I think that the ultimate success or failure of this project will hinge on two items: the breadth of work that gets in and stays in for the duration, and how well the contestants are nurtured.
In the case of the first, Mike and Jerry are terrific about pointing their readers to creators whose work is marvelously divergent from their own; can you think of any webcomicker less like Penny Arcade than, say, Erika Moen? Having an Erika-type, or analogues to the breadth of topic & style found in your Beckys, Kates, Merediths, Toms, Evans, or Jams in the contest, people whose work is nothing like Penny Arcade will, I think, be a prime determinator of the quality of competition.
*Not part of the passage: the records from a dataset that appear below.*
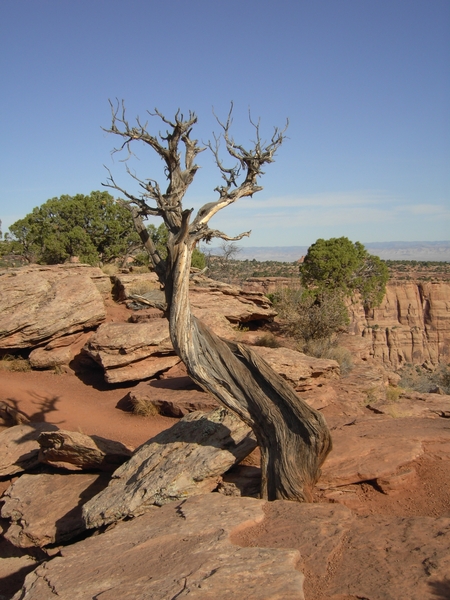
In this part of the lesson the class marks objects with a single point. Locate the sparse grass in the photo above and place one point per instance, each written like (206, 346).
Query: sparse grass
(144, 408)
(268, 340)
(371, 396)
(142, 287)
(393, 393)
(110, 269)
(9, 362)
This isn’t entirely up to the producer end of the equation — I do think that Mike, Jerry, Robert, and the others are fair-minded enough to want to showcase the best work with the most potential (after all, they’re on the hook to give a sort of imprimatur and don’t want to sully their own brand), but if the contestants self-select and you don’t get applications from as wide a pool of creators with as wide a range of artistic styles (and personal experiences), the show won’t live up to its potential with respect to (as Anton Ego put it) the discovery and defense of the new.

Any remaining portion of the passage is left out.